Toda la educación recibida, la experiencia y la cautela natural la empujaban a borrar el correo del chileno y, con él, su recuerdo. Un extraño cosquilleo en la boca del estómago la inducía, en cambio, a correr el riesgo de estrellarse otra vez.
La voz de la tentación le habló de nuevo:
—Haz lo que quieras hacer, no lo que se espera que hagas. Sé fiel a ti misma, a tu esencia, y déjate de miedos.
El instinto de conservación insistió:
—Nadie merece la pena más que uno mismo. No te expongas a pasar por la enésima pérdida, seguramente más dolorosa que la precedente. Protégete. Corta por lo sano ahora que puedes.
—Querer es poder —se oyó decir a sí misma— aunque no es reír ni jugar ni vivir. El camino del deber es solitario y amargo, por seguro que resulte. Hay momentos en los que apetece tomar un atajo, aun a riesgo de despeñarse.
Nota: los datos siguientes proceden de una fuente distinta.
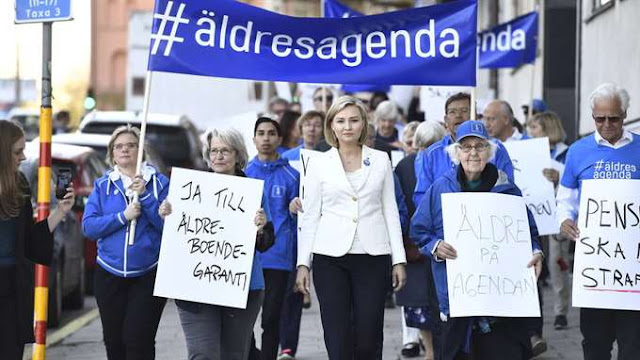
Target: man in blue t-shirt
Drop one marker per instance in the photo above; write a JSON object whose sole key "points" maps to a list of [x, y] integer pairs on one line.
{"points": [[434, 162], [281, 183], [601, 156]]}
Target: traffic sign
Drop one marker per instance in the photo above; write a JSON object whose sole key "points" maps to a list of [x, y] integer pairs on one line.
{"points": [[31, 11]]}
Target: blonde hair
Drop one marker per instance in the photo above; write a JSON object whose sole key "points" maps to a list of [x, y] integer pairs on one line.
{"points": [[551, 125], [124, 129], [342, 103]]}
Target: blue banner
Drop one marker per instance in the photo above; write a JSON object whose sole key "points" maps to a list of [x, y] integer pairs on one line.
{"points": [[433, 45], [510, 44], [334, 8]]}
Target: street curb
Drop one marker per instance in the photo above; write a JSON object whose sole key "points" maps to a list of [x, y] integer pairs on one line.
{"points": [[60, 334], [71, 327]]}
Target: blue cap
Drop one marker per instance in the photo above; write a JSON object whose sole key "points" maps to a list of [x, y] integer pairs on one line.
{"points": [[539, 105], [471, 128]]}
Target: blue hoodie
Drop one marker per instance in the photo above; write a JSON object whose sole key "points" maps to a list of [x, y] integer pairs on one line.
{"points": [[281, 185], [104, 222], [427, 228], [434, 162]]}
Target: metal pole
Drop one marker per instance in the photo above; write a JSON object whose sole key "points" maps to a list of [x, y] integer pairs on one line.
{"points": [[143, 133], [44, 194]]}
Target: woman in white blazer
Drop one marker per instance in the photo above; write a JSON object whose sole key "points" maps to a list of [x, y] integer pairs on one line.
{"points": [[351, 228]]}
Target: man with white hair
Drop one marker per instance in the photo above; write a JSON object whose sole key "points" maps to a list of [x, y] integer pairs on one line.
{"points": [[499, 119], [589, 158]]}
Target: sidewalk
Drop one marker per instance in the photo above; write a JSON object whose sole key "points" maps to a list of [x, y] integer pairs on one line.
{"points": [[86, 343]]}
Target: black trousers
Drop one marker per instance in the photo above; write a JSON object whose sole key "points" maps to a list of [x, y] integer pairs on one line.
{"points": [[291, 316], [351, 291], [601, 327], [130, 314], [275, 282], [10, 345], [507, 340]]}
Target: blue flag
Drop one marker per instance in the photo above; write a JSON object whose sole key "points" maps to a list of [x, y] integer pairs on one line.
{"points": [[510, 44], [433, 45], [334, 8]]}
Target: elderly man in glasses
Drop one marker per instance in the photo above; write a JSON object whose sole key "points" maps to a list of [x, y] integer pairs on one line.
{"points": [[590, 158]]}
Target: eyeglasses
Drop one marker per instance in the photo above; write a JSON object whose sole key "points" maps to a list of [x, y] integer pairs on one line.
{"points": [[601, 119], [121, 146], [460, 111], [478, 148], [225, 152]]}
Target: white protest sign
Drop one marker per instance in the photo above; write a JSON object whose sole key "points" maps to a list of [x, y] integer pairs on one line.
{"points": [[208, 241], [490, 233], [606, 271], [529, 158], [306, 161]]}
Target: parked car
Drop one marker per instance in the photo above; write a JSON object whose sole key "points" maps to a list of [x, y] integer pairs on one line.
{"points": [[75, 256], [174, 137], [99, 143]]}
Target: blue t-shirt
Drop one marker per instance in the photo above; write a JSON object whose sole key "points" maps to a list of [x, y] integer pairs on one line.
{"points": [[586, 159]]}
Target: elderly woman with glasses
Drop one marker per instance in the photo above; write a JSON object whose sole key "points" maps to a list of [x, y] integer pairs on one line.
{"points": [[217, 332], [469, 337]]}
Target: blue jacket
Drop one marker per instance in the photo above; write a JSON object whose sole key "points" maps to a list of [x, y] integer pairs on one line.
{"points": [[427, 228], [104, 222], [281, 185], [402, 205], [434, 162]]}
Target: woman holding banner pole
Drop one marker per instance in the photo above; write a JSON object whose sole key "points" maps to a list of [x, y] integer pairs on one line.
{"points": [[469, 337], [351, 228], [215, 332], [23, 242], [125, 275]]}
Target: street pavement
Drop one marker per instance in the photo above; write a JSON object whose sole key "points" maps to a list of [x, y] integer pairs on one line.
{"points": [[86, 342]]}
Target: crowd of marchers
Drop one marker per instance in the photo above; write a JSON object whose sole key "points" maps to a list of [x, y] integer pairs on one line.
{"points": [[365, 232]]}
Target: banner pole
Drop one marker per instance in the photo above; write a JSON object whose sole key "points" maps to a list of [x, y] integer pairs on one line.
{"points": [[143, 132], [41, 296], [472, 110]]}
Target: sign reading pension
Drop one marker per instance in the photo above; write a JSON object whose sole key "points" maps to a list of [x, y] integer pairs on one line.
{"points": [[529, 158], [607, 261], [490, 233], [434, 45], [209, 239]]}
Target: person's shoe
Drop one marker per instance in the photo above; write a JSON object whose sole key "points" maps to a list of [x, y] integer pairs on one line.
{"points": [[538, 345], [286, 354], [560, 322], [410, 350]]}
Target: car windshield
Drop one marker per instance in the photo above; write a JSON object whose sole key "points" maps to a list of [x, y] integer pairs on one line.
{"points": [[170, 142]]}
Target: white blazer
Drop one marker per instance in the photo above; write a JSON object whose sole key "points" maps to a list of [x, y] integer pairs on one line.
{"points": [[333, 211]]}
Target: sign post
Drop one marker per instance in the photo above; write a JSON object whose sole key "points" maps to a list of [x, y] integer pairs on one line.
{"points": [[44, 11]]}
Con la pericia que da la práctica, abrió el correo que le había enviado el músico, buscó la opción «responder» y tecleó:
Querido Julián:
¿Existen los hechizos de amor? ¡Dime dónde se compran, necesito uno poderoso!
Ese fin de semana se me hizo corto, aunque dejó huella.
Te extraño,
LUCÍA
Pulsó inmediatamente «enviar», antes de incurrir en la deformación profesional de empezar a releer lo escrito, cambiando palabras y comas, hasta acabar borrándolo todo.
—Alea jacta est —dijo en voz alta—. Los sueños han ganado la partida a la cordura.
Sobre el escritorio, junto a su butaca, estaba el diario de su madre, marcado por un abrecartas de marfil en la página donde lo había dejado la víspera. Parecía estar llamándola. Laura no había llegado aún. El trabajo esperaría al día siguiente.